China More Market Than Many Realize, Internal Finance Risk Edition

Caixin: In Depth: Risks Are Building Up in China’s Internal Finance Companies
In China, these internal finance companies are the subsidiaries set up by conglomerates and other companies to help manage their funds and keep financial risks under control. In some ways, they operate much like the treasury departments of large Western companies — regularly borrowing and lending out money to peers through a variety of short-term debt instruments such acceptance bills and commercial paper. These financial tools help companies cover expenses like payroll as they come up without having to dip into reserves that might be locked up in longer-term investments. At the same time, companies with extra cash on hand can use these same debt instruments to lend out idle funds to other companies in need of short-term funding.
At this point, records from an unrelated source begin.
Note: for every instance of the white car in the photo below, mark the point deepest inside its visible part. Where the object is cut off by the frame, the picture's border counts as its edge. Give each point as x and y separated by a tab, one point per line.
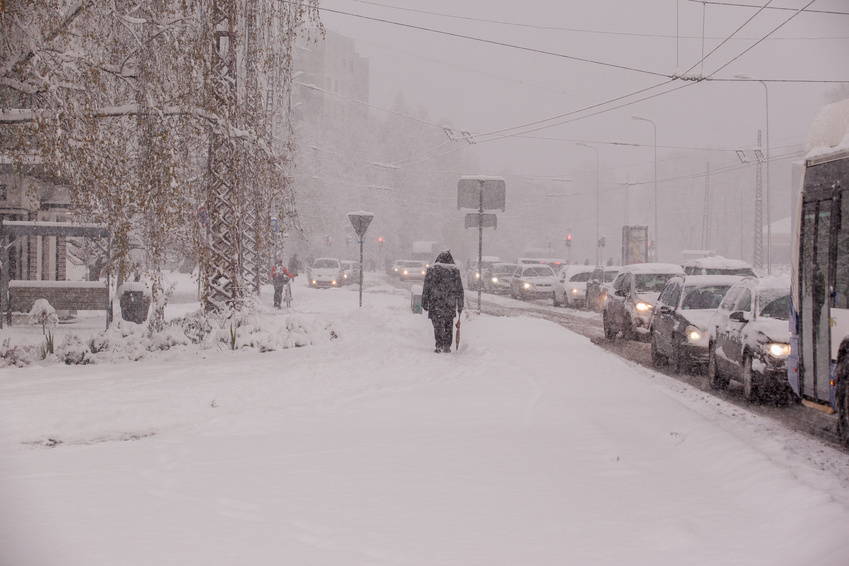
570	289
532	282
325	272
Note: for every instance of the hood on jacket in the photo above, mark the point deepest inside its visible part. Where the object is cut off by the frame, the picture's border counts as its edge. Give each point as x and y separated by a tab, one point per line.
444	257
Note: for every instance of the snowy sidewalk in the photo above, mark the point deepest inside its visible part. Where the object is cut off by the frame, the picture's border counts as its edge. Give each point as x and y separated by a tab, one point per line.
528	446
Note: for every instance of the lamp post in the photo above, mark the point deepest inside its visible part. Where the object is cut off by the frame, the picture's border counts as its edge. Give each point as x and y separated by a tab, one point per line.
597	258
656	236
766	158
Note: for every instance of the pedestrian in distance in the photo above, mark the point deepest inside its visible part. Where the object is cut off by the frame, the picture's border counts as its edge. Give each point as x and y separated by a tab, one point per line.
279	277
443	298
294	265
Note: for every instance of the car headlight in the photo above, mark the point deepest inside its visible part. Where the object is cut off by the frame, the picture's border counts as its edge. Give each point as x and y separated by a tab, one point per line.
778	349
694	334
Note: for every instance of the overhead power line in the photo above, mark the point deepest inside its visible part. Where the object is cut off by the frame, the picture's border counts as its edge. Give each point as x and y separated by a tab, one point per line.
498	43
737	5
567	29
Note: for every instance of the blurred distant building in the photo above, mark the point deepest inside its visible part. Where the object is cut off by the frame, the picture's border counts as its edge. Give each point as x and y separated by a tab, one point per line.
336	80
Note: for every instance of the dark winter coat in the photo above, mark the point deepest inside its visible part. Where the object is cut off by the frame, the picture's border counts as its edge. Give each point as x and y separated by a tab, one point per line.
442	292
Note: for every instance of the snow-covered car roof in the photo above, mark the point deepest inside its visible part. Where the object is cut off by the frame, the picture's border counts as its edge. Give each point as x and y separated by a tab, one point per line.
570	270
772	282
653	268
712	279
717	262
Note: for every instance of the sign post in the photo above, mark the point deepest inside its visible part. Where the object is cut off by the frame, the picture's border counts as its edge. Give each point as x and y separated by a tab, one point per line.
482	193
360	222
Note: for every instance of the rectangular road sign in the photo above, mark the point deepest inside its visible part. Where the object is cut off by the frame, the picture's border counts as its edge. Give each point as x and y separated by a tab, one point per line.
469	190
475	220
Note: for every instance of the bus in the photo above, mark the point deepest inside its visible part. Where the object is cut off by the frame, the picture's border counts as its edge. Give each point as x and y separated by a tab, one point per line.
818	364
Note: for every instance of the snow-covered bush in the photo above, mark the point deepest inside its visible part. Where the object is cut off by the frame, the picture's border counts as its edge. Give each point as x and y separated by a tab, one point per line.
44	314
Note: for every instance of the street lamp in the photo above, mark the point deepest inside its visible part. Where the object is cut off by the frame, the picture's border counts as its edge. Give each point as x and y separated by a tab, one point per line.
597	249
656	236
744	77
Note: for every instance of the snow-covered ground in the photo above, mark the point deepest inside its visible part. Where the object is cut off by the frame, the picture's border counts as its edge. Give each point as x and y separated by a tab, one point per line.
529	445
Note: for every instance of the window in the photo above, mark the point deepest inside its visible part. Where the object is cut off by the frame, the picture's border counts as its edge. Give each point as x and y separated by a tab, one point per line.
666	296
730	298
744	303
841	272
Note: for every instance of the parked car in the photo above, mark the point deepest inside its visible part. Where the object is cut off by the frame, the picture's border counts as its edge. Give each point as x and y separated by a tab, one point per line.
717	265
411	269
628	306
570	288
473	272
498	277
681	317
598	285
749	338
532	282
395	268
350	272
325	272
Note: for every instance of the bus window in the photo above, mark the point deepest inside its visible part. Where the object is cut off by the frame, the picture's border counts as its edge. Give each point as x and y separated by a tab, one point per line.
841	272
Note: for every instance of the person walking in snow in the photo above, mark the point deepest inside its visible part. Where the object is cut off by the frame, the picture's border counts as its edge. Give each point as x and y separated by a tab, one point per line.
442	297
279	277
294	265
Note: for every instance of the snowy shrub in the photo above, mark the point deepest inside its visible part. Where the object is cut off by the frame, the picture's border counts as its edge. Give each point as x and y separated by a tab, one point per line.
44	314
18	356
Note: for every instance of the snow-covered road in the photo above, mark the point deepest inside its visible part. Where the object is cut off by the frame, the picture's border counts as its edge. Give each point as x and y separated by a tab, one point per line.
528	446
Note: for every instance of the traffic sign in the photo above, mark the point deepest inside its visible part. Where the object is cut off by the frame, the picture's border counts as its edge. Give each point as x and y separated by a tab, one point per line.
475	220
360	222
481	192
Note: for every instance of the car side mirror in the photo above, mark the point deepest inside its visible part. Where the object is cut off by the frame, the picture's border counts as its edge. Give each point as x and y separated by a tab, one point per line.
738	316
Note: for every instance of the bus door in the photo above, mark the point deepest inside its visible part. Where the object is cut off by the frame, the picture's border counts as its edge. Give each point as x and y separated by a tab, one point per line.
818	213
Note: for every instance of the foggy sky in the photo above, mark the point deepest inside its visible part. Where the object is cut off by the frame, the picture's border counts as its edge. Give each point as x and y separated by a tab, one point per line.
485	87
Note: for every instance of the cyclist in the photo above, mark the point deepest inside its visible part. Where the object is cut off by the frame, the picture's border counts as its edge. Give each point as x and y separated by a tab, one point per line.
280	276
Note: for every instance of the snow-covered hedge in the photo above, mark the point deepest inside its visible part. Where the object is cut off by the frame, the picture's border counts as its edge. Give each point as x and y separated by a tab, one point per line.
126	341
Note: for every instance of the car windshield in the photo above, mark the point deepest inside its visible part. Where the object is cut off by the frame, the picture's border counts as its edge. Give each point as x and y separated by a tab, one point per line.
704	297
651	282
581	277
775	304
540	271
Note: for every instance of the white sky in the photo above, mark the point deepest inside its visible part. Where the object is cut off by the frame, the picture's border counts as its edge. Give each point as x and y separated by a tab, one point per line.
484	87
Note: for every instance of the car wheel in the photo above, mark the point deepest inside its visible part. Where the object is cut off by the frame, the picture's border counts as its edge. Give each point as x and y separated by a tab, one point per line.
656	358
609	333
675	360
714	379
751	381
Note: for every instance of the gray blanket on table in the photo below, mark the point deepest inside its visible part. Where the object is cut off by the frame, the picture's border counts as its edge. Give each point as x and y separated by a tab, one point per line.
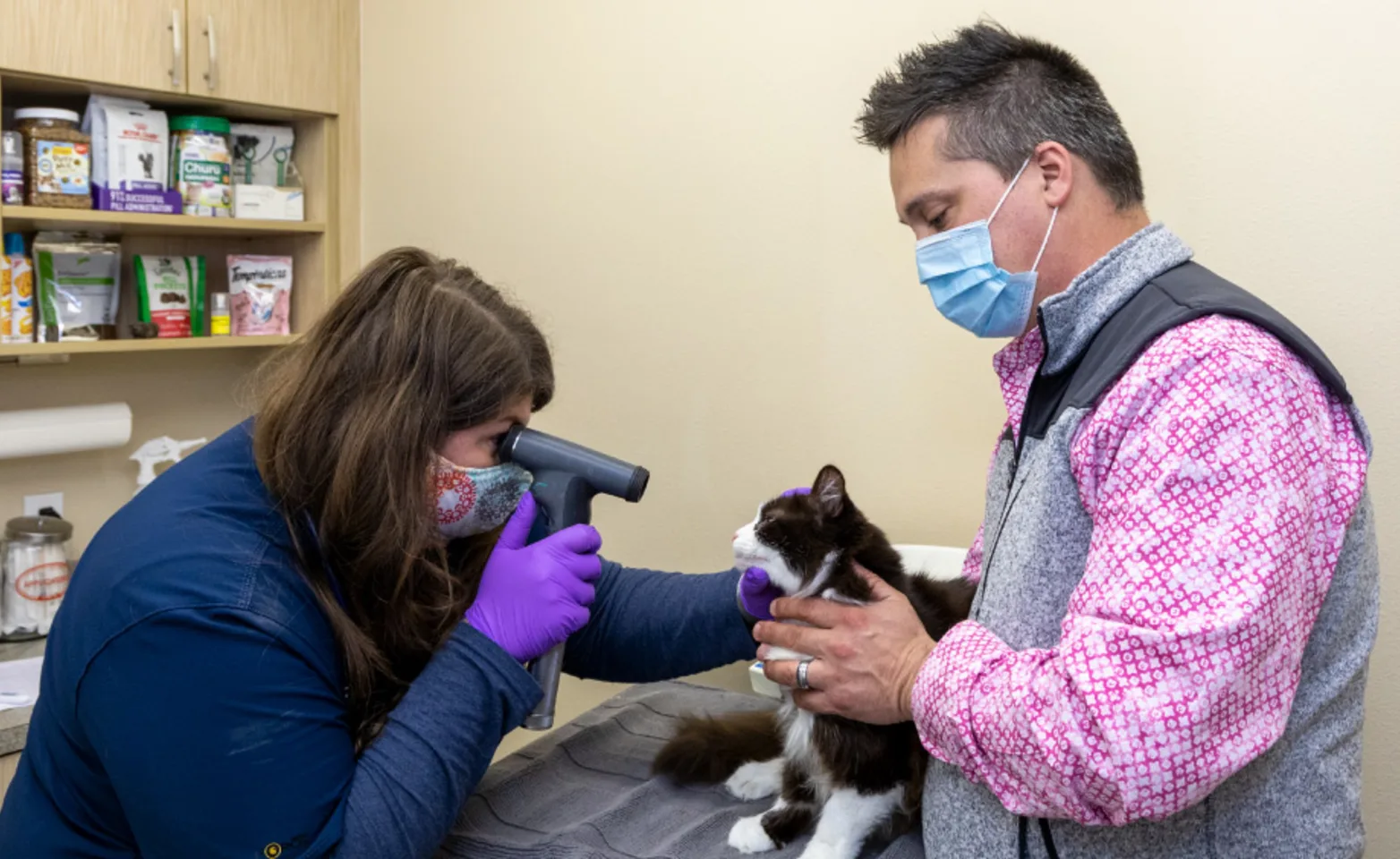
584	791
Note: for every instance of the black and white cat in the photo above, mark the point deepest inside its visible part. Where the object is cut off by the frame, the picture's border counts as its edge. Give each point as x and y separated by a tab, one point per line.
848	778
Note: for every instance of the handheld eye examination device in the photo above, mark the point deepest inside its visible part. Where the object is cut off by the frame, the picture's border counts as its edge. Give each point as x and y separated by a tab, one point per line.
568	476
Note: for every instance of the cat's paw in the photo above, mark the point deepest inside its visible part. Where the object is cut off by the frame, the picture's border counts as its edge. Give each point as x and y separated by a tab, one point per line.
756	779
747	836
824	849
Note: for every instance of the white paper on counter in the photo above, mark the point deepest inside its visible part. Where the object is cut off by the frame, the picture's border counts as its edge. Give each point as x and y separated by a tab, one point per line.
20	676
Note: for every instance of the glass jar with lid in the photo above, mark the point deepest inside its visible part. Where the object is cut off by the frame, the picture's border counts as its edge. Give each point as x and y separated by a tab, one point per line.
56	158
37	570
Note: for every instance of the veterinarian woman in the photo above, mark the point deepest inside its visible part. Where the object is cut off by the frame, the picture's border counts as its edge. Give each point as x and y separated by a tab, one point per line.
305	640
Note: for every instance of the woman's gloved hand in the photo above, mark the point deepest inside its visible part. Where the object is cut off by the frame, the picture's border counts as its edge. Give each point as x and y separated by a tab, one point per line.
535	596
756	595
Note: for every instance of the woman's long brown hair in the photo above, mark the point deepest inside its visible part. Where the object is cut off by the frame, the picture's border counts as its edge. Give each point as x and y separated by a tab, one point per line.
349	420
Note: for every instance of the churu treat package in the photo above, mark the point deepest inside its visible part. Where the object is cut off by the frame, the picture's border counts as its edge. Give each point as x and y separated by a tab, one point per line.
170	294
260	294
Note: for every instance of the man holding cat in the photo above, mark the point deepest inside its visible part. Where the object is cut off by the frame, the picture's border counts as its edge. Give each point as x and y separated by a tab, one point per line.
1178	564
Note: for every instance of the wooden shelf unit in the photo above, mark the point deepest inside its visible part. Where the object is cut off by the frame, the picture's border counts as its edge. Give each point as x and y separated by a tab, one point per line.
96	347
314	245
32	218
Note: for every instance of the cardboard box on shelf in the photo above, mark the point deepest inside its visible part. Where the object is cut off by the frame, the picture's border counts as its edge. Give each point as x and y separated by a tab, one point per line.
269	203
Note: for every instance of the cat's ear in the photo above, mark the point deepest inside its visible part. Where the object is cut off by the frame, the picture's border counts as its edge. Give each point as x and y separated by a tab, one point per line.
829	491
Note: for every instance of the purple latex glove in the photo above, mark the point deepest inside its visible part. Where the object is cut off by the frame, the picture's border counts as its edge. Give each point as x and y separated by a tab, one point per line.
756	593
535	596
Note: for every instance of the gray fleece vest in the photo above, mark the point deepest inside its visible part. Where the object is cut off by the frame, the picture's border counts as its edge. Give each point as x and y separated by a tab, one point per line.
1301	797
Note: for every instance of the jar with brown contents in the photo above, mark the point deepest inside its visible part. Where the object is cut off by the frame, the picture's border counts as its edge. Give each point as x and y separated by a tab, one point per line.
56	158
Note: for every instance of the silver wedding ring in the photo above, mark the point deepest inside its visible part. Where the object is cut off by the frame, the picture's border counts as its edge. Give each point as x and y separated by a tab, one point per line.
801	673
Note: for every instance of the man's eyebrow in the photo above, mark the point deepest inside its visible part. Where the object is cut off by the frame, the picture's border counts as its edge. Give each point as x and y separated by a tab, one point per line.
928	196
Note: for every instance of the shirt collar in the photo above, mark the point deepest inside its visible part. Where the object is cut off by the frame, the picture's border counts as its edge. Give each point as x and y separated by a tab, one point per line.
1070	319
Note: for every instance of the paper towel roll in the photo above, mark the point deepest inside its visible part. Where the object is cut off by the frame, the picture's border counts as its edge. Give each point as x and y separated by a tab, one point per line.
42	431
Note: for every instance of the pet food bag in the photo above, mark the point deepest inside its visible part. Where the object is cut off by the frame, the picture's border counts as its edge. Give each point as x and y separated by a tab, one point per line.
260	294
79	283
131	156
170	294
20	305
4	298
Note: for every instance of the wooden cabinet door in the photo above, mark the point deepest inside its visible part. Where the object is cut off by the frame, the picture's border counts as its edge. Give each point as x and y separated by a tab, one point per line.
124	42
269	52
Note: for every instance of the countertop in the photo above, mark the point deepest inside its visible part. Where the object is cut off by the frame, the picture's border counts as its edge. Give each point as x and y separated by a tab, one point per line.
14	724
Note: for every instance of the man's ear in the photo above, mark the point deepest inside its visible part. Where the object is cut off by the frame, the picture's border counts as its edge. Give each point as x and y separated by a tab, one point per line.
829	491
1056	173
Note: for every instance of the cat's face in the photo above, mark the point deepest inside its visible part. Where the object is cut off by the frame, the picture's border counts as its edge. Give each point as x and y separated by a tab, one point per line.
797	539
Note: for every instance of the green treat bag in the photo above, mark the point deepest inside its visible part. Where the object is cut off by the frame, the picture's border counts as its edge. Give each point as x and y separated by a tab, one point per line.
77	285
170	294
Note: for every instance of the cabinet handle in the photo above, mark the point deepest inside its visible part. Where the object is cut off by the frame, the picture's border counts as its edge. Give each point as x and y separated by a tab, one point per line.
211	76
178	44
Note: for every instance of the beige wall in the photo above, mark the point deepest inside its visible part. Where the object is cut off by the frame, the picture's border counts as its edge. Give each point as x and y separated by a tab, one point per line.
675	189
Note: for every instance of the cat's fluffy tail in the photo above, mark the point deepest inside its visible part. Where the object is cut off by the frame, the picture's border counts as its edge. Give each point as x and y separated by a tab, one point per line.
707	750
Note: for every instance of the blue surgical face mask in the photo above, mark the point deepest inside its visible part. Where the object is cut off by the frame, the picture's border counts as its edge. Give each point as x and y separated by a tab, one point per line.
968	285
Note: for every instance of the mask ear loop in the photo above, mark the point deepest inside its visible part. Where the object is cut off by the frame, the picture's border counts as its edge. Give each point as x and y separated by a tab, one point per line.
1007	193
1046	241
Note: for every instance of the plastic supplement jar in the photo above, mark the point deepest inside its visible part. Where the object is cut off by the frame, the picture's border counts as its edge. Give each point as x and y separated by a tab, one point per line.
56	158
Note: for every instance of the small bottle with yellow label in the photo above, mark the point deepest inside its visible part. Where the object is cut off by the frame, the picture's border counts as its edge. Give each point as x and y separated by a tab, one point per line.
218	315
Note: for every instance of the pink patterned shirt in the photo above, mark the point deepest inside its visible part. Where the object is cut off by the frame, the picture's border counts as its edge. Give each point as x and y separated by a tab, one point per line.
1220	476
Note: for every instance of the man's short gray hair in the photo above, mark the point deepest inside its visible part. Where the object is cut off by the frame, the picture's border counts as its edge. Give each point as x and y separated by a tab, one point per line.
1003	96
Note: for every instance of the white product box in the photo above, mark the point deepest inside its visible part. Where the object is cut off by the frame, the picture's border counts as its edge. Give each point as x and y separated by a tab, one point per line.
269	203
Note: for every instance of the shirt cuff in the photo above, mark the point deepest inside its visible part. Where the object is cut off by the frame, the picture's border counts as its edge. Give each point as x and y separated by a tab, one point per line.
943	693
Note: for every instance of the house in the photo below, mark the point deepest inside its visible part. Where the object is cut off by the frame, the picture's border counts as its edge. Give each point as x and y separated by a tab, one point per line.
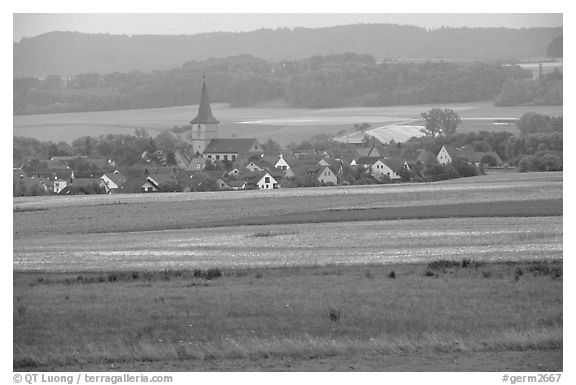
140	185
425	157
278	162
366	161
55	180
231	149
113	182
189	163
449	154
259	165
317	173
261	180
81	186
56	164
392	168
237	184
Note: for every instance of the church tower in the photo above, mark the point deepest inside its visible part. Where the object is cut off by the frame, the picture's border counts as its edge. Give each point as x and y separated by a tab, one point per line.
204	125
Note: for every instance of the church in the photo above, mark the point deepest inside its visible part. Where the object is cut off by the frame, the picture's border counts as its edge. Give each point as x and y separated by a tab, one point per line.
204	140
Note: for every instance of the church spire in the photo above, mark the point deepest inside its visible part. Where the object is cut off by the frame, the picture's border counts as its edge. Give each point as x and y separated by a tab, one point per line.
204	111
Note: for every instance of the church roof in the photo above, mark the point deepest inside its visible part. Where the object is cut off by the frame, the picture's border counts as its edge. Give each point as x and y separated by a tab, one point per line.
204	111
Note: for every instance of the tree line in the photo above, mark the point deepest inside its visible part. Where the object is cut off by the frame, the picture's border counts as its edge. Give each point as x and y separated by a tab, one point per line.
72	53
242	81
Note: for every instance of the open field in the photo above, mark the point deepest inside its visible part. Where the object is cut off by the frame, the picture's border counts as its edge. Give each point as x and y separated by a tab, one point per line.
348	243
35	216
323	318
283	125
448	276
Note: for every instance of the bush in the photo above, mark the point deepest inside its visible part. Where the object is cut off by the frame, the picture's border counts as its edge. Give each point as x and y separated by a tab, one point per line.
525	164
465	168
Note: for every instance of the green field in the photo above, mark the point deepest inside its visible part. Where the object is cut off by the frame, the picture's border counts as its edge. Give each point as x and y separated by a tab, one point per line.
457	275
284	125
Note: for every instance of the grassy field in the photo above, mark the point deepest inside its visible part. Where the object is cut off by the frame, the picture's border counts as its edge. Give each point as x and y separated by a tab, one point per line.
283	125
285	318
448	276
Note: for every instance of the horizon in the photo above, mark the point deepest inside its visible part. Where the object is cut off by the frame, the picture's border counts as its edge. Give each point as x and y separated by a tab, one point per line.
31	25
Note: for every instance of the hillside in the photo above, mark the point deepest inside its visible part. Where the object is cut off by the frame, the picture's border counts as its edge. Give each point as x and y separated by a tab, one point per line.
71	53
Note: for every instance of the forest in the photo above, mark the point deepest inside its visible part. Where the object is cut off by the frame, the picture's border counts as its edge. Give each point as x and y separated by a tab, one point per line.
72	53
316	82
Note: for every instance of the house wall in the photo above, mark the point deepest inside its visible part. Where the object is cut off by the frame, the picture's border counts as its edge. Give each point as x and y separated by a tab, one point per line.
222	156
253	167
282	165
109	182
327	176
379	169
148	187
267	184
201	134
443	156
59	185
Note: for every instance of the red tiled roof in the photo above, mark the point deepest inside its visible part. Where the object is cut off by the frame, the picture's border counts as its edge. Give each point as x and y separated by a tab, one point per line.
231	146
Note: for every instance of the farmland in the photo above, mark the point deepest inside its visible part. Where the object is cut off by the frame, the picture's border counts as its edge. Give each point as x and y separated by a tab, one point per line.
284	125
456	275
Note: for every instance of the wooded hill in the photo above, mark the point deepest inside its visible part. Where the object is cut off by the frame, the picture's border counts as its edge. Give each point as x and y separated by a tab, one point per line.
316	82
72	53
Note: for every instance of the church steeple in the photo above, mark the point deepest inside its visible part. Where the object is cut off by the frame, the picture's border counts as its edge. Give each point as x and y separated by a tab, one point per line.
204	126
204	111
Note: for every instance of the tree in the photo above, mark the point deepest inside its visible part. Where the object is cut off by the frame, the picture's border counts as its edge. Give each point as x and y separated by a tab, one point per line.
440	122
555	48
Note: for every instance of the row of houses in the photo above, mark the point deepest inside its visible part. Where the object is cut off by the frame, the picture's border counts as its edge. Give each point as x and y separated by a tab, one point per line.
258	172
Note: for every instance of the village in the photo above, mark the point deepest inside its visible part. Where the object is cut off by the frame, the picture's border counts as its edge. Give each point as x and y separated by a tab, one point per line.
214	163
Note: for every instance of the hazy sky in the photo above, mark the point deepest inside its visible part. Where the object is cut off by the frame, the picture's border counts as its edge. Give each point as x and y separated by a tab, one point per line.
33	24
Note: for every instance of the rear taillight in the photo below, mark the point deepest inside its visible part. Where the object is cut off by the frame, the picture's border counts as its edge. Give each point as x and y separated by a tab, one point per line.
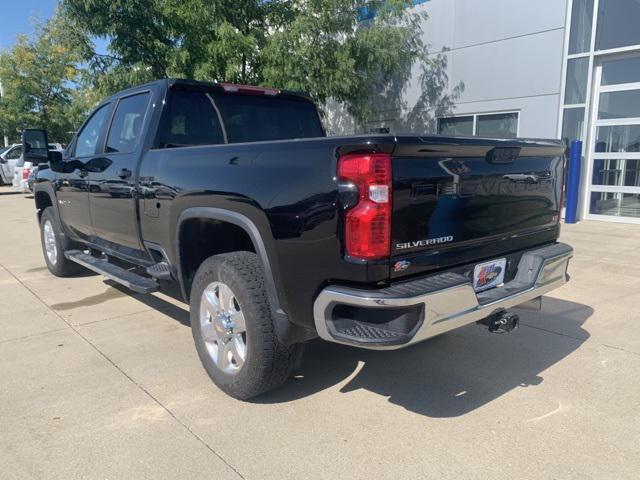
368	222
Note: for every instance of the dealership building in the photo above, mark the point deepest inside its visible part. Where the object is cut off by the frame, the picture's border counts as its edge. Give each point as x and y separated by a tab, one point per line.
549	69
Gradually, however, China’s growing number of finance companies have been scaling up their fundraising via other financial instruments such as bond issuances and large certificates of deposit. They also began using acceptance bills and commercial paper in leveraged financing, with added to the risk of such deals. Regulations have not kept up.
The difference between China and the United States shadow banking system is that where the U.S. can rely on contract law and theoretically (2008 aside), both lender and borrower assume the risk of the transaction, in China there is the assumption of a government backstop. Credit growth had little to no breaks because most participants assume the worst outcome is waiting for return of principal in a case of default.

Credit bubbles do not burst when credit growth stops. Credit bubbles burst when the rate of growth slows. Deleveraging was aborted in 2015 and 2016 because it was tipping into a financial and economic crisis. Is this time different?